Guarding Against Reward Hacking
Letting a model write its own scaffold invites reward hacking. A scaffold could read visible test files and hardcode expected outputs. It could also copy an oracle solution sitting in the environment. DeepReinforce team describes three defense layers.
- The outer trust boundary is fixed and immutable. The environment, tool surface, and test isolation stay outside the model’s reach. The model evolves only its inner policy scaffold.
- A deterministic monitor flags banned actions. Reading withheld paths or editing verification scripts earns zero reward. Those trajectories are excluded from the advantage computation.
- A frozen LLM judge acts as a veto. It sits on top of the verifier, not as the primary reward.
Benchmark
DeepReinforce reports vendor numbers across several agentic coding benchmarks. At flagship scale, Ornith-1.0-397B posts 77.5 on Terminal-Bench 2.1 and 82.4 on SWE-Bench Verified. On SWE-Bench Verified, that 82.4 trails only Claude Opus 4.8 (87.6) among the listed models. On Terminal-Bench 2.1, the picture is more mixed.
Ornith-1.0-397B beats Claude Opus 4.7 (70.3) on Terminal-Bench 2.1. But it trails Claude Opus 4.8 (85) and the larger GLM-5.2-744B (81.0). So the ‘state-of-the-art’ claim is scoped to open models of comparable size.
The smaller models carry the efficiency case. The 35B model scores 64.2 on Terminal-Bench 2.1, above Qwen 3.5-397B’s 53.5. The 9B model reaches 43.1 on Terminal-Bench 2.1 and 69.4 on SWE-Bench Verified.
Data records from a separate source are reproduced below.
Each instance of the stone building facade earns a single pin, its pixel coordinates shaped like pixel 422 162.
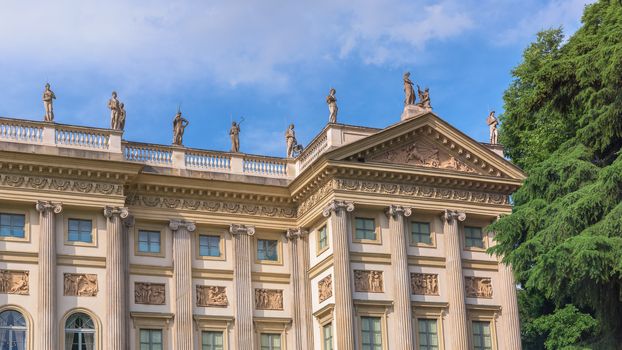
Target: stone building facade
pixel 369 239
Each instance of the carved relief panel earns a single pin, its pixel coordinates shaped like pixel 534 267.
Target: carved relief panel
pixel 268 299
pixel 424 283
pixel 212 296
pixel 149 293
pixel 80 284
pixel 478 287
pixel 14 282
pixel 368 281
pixel 325 288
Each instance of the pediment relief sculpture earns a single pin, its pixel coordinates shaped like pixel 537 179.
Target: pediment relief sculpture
pixel 423 153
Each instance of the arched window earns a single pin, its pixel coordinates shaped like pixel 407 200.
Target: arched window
pixel 12 330
pixel 79 332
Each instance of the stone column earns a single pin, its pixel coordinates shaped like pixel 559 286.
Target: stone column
pixel 116 280
pixel 509 308
pixel 244 294
pixel 182 270
pixel 344 308
pixel 47 323
pixel 301 302
pixel 403 332
pixel 457 318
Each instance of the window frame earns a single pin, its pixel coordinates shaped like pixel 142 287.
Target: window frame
pixel 151 228
pixel 81 216
pixel 26 214
pixel 222 246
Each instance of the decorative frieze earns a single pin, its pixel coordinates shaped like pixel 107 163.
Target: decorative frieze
pixel 325 288
pixel 478 287
pixel 268 299
pixel 368 281
pixel 424 283
pixel 149 293
pixel 80 284
pixel 212 296
pixel 14 282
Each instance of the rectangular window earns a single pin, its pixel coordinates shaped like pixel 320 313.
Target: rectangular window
pixel 270 341
pixel 365 228
pixel 323 238
pixel 421 233
pixel 428 334
pixel 212 341
pixel 149 242
pixel 371 337
pixel 12 225
pixel 209 245
pixel 80 231
pixel 473 237
pixel 151 339
pixel 267 249
pixel 327 336
pixel 481 336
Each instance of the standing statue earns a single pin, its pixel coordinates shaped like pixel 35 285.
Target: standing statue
pixel 492 122
pixel 408 90
pixel 424 98
pixel 234 133
pixel 115 110
pixel 179 125
pixel 332 106
pixel 48 96
pixel 290 139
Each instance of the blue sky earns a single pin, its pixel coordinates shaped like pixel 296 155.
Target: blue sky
pixel 271 62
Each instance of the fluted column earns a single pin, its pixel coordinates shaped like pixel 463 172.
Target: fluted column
pixel 509 308
pixel 457 317
pixel 242 254
pixel 182 270
pixel 116 285
pixel 344 308
pixel 301 301
pixel 46 299
pixel 401 278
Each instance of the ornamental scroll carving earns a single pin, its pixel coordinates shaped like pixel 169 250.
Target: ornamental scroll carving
pixel 149 293
pixel 478 287
pixel 212 296
pixel 325 288
pixel 368 281
pixel 80 284
pixel 14 282
pixel 269 299
pixel 424 283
| Benchmark | Ornith-1.0-397B | Qwen3.5-397B | Qwen3.7-Max | GLM-5.2-744B | Minimax-M3-428B | DeepSeek-V4-Pro-1.6T | Claude Opus 4.7 | Claude Opus 4.8 |
|---|---|---|---|---|---|---|---|---|
| Terminal-Bench 2.1 | 77.5 | 53.5 | 73.5 | 81.0 | 64 | 64 | 70.3 | 85 |
| SWE-Bench Verified | 82.4 | 76.4 | 80.4 | – | – | 80.6 | 80.8 | 87.6 |
| SWE-Bench Pro | 62.2 | 51.6 | 60.6 | 62.1 | 59 | 55.4 | 64.3 | 69.2 |
| SWE-Bench Multilingual | 78.9 | 69.3 | 78.3 | – | – | 76.2 | – | – |
| NL2Repo | 48.2 | 36.8 | 47.2 | 48.9 | 42.1 | – | – | 69.7 |
| ClawEval Avg | 77.1 | 70.7 | 65.2 | – | – | 75.8 | 78.2 | – |
Use Cases and a Quick Start
The models target terminal-native coding agents and repository-scale work. Practical fits include multi-file refactors, bug localization, and test-driven patches. The 9B model suits edge or single-GPU setups where latency and cost matter. The 397B model targets maximum accuracy on long, multi-step tasks.
For example, a dev can run the 9B model locally to triage a failing test suite. A platform team can self-host the 397B model for an internal coding agent.
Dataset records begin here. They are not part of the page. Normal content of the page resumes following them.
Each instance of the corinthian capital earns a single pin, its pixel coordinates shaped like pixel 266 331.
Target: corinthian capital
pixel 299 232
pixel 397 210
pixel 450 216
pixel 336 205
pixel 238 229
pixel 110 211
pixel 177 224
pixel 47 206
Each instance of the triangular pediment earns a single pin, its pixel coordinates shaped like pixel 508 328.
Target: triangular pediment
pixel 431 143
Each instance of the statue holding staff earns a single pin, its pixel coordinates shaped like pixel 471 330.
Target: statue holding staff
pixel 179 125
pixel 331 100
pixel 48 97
Serving is a one-liner with vLLM:
vllm serve deepreinforce-ai/Ornith-1.0-9B \
--served-model-name Ornith-1.0-9B \
--max-model-len 262144 \
--enable-auto-tool-choice --tool-call-parser qwen3_xml \
--reasoning-parser qwen3 \
--trust-remote-codeThen call it with any OpenAI client:
from openai import OpenAI
client = OpenAI(base_url="http://localhost:8000/v1", api_key="EMPTY")
resp = client.chat.completions.create(
model="Ornith-1.0-9B",
messages=[{"role": "user", "content": "Write a Python is_prime(n)."}],
temperature=0.6, top_p=0.95,
)
msg = resp.choices[0].message
print(getattr(msg, "reasoning_content", None)) # the <think> trace
print(msg.content) # the final answerThe reasoning trace returns in reasoning_content, with the answer in content. Recommended sampling is temperature=0.6, top_p=0.95, top_k=20. The model also plugs into OpenHands, OpenClaw, and OpenCode.